I recently had a discussion with someone I know about dating and relationships and the spectrum of what is acceptable and what is not. I know I’m a little more generous with my views on dating and that it’s not always acceptable for everyone (I always say we should set boundaries for that reason) so we don’t come across major issues in the long run.
Dating is Just Dating
I’ve come to realize I’m a bit more lenient with my expectations with dating. If you aren’t committed it doesn’t make sense to me to limit yourself. I’ll give you an example:
You’re on Tinder, you’ve been chatting with two people at the same time and you’ve set up a date. If you’re like me you’ve probably only talked a handful of times so the actual getting to know someone part is reserved for the date. I’m set to meet them on Friday but then I get a notification I’ve got a match with that cute guy I was hoping for. This guy wants to meet Saturday of the same week. I don’t think I owe either of them anything. Neither of us know each other. I agree to go on the date.

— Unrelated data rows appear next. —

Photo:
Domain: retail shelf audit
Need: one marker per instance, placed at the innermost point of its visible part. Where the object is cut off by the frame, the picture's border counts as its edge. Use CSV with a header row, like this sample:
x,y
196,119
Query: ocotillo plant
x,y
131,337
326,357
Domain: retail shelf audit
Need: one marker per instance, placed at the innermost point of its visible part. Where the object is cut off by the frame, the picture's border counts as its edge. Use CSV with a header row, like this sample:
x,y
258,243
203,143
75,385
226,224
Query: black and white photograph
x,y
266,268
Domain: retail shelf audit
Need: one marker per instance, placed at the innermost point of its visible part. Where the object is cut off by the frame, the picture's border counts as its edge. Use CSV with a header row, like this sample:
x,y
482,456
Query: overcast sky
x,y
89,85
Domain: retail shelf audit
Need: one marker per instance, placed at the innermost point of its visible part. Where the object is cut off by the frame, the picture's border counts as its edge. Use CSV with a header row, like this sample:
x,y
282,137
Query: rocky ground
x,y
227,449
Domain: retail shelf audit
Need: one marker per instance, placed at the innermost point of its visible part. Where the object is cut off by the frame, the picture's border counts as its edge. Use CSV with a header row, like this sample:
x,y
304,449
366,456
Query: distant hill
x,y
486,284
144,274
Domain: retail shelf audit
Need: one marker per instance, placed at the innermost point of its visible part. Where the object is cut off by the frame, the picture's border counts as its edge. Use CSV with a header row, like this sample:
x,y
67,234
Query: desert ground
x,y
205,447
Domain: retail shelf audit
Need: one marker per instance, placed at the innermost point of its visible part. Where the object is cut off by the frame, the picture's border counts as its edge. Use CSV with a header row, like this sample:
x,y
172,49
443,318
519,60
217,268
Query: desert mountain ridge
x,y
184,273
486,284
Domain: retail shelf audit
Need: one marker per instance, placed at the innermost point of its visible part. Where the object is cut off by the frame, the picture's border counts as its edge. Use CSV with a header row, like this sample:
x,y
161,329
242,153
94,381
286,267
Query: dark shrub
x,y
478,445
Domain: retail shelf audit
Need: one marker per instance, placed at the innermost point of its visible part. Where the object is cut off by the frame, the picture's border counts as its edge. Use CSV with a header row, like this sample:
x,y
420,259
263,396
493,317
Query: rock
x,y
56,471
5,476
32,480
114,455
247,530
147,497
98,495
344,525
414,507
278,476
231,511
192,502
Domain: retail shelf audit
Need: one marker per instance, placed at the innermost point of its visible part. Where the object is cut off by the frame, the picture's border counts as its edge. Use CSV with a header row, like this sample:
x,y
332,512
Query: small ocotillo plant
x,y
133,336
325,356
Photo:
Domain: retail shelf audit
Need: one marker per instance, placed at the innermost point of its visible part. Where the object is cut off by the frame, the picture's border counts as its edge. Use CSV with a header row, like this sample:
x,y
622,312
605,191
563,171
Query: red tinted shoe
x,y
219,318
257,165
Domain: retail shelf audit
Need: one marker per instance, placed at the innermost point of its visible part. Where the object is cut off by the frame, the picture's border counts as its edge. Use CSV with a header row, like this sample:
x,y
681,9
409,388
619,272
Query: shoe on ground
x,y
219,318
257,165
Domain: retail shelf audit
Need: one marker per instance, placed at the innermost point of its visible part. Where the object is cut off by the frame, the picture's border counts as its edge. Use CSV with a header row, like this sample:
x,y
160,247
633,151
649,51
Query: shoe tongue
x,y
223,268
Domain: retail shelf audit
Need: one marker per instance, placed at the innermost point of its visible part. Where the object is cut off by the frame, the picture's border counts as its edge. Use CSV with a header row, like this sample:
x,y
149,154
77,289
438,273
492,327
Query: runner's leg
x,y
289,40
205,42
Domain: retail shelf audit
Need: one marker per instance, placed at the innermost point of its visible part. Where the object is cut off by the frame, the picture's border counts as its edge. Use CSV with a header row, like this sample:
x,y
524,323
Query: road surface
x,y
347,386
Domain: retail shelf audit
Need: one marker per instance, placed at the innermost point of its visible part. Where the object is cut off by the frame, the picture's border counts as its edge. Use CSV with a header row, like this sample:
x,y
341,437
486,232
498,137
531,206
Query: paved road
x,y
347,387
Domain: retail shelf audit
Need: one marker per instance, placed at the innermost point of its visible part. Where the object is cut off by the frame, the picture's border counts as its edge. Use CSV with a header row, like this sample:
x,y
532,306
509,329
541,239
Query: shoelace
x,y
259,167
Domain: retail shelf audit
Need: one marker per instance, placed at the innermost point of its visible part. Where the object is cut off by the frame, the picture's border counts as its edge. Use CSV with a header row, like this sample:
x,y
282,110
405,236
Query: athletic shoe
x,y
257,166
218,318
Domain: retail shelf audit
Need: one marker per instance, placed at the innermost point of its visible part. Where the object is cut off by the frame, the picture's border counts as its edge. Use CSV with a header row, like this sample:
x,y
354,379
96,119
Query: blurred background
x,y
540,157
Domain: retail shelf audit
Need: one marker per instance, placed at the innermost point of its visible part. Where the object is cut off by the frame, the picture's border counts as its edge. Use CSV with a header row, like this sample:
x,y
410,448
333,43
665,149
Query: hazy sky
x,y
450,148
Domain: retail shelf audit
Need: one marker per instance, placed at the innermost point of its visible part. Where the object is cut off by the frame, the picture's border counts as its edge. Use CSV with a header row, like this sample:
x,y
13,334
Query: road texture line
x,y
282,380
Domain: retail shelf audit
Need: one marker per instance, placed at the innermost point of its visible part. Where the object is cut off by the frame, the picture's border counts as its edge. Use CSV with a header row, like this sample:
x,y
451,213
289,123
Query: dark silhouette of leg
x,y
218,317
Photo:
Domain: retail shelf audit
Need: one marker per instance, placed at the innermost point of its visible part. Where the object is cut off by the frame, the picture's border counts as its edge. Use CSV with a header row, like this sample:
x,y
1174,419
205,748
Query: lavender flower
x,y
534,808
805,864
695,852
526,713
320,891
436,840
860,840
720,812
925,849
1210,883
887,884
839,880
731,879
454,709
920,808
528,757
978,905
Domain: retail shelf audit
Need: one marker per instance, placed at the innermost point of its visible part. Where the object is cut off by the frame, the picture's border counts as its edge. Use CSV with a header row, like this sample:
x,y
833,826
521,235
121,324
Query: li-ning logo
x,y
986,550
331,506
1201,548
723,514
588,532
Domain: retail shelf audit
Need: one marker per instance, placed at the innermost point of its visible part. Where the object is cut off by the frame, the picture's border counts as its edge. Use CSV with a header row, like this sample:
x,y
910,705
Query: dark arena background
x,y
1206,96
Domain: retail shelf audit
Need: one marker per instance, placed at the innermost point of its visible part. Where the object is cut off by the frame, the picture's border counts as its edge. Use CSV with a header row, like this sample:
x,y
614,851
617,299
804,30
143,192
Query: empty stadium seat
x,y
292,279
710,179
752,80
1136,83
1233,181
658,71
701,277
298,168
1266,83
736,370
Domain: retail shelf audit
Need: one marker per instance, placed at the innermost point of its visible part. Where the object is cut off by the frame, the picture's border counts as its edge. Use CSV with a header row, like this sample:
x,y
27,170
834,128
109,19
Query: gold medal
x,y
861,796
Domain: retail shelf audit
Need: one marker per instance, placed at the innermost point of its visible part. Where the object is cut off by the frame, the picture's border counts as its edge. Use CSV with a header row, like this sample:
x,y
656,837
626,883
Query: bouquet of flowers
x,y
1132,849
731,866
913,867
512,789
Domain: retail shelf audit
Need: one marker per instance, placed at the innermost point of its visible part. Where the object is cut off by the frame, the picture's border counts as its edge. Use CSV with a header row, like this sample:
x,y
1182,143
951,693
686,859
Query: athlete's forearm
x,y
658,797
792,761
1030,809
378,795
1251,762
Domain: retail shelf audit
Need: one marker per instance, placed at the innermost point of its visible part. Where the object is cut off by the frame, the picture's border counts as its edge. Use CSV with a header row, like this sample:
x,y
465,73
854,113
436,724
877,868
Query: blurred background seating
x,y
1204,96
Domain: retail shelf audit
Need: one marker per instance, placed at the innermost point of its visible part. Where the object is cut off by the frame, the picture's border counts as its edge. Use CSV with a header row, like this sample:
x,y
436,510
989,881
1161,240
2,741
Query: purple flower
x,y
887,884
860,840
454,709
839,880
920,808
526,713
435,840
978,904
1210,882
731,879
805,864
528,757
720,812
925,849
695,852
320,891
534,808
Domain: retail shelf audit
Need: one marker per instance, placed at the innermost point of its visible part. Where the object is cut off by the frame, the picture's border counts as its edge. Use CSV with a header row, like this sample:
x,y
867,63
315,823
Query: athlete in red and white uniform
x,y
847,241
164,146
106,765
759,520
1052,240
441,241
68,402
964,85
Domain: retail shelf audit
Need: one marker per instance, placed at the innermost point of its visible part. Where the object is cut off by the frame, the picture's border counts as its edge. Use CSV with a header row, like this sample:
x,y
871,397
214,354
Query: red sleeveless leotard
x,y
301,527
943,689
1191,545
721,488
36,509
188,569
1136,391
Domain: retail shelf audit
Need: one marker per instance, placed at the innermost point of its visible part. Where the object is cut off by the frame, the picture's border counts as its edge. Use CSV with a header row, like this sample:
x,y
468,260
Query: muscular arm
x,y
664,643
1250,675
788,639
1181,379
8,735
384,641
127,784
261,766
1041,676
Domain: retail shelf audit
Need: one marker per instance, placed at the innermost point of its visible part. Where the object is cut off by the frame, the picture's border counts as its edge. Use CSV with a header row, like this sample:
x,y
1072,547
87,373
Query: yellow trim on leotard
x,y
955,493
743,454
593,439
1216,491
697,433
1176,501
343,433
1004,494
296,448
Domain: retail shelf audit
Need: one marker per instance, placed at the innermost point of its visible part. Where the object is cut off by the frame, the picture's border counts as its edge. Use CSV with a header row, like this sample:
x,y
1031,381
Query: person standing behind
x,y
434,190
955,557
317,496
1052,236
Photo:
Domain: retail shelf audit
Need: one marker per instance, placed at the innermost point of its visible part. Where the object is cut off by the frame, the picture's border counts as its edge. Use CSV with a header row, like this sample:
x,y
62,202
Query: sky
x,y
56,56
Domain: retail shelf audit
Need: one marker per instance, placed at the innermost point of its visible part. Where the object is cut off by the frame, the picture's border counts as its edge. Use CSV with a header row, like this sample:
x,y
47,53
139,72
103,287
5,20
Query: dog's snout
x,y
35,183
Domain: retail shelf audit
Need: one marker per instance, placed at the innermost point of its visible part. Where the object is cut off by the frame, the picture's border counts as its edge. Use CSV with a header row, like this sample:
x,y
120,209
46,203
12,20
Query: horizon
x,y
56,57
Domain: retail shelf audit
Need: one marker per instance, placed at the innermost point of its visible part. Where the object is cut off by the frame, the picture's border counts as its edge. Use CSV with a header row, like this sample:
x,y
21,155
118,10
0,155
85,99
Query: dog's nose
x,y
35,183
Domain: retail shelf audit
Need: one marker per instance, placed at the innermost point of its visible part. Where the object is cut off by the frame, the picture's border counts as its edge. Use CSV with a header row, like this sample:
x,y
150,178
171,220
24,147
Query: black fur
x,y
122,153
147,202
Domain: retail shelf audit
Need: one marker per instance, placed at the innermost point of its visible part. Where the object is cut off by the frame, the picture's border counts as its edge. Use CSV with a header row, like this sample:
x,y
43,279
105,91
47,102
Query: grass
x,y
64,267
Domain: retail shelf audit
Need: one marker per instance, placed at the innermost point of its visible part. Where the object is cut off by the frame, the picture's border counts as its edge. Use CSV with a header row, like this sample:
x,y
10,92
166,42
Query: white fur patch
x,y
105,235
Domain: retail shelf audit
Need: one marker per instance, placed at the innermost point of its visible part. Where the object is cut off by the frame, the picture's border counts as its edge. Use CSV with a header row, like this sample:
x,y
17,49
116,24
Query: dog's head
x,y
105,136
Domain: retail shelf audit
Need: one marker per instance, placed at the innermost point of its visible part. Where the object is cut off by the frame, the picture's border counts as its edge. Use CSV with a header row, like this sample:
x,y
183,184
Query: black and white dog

From here, this scenario can go two ways. Either the first date goes well and I end up cancelling the second one or it was alright and I go on the second. I don’t think this is an issue, none of us have committed to each other. This could very well be the last time we see each other or it could be a relationship that only exists within the frame of five meetups. This idea seems to strike a cord with people and either it’s a revolution or revulsion.
My basic understanding of any sort of response going either way is that people don’t treat my opinion as normal. And for the life of me I can’t see why it has to be a big deal. Would you not want to cut out someone you didn’t like before it got worse? Why feel indebted to someone you don’t even know? At this point neither of you know each other and so it may seem callous but it means we’re almost strangers at this point.
If I start counting these encounters as more than they are then where do I start?
Does the above scenario mean I’ve been with two guys? Or one, or none? I know people who will be super serious about a guy they’ve known for a month when they’ve realistically met up with them four or five times in that month. I meet my local barista more often than some of these men.
I don’t mean to make light but honestly many of these people I’ll forget by the end of the year anyhow. It’s like a classroom friend you thought was your bestest best friend but now that you’ve graduated high school you can barely remember their face. That same feeling of treasuring memories without a face can apply to some of these men. I know it sounds callous but for some (more than most) these relationships aren’t more than a brief inbetween actual relationships. But in that same breath, people will make a bigger deal out of such an encounter — interpreting that person as a body count just because it’s a method of judging and setting unrealistic expectations. For some reason these encounters that fall back onto anonymous faces we briefly met get measured as something inherently important.
The concept of sex changes how these people are remembered. Yes, it could’ve been amazing, yes it can sometimes mean you’d like to do it all over again. But at the end of the day the encounter was brief if not memorable. But then what does it mean if this isn’t a part of the ‘body count’? The reason I think it gets tricky here is because it shows how there isn’t a real standard for what is a body count, does a one night stand count? And if there’s no standard then what is the real point to creating a measurement? What it is is a way to judge others and how they choose to share themselves.
My Categorizations are Mine
And I know they aren’t relatable to everyone. But bottom line is that the reason why I think body counts don’t matter is because that number is mine. It’s a product of the situations I’ve felt comfortable exploring, nothing less and nothing more. Judging my number is judging how comfortable I have been with sharing myself with others. What you’re asking is for me to be ashamed of my experiences and my choices regardless of how good they were for me. Making each encounter a number erases the history of how I got to meet with my partner and reduces the emotional impact of what I shared.
Some encounters are more important than others but that doesn’t mean they didn’t fulfill whatever I was hoping they would at the time. And it also doesn’t mean that they were all my choice. If you’ve had bad luck in your dating then there isn’t really much you can do about what your body count is except become celibate because you hit that imaginary number you didn’t want to.
I know people who have been dumped many times for a variety of reasons (many of them early on in their lives) but does that mean they should’ve stopped seeing people because they hit their number early on? No. It doesn’t make any sense to limit yourself because of some arbitrary system that doesn’t make any sense in anyone’s head except the person using that information to judge you.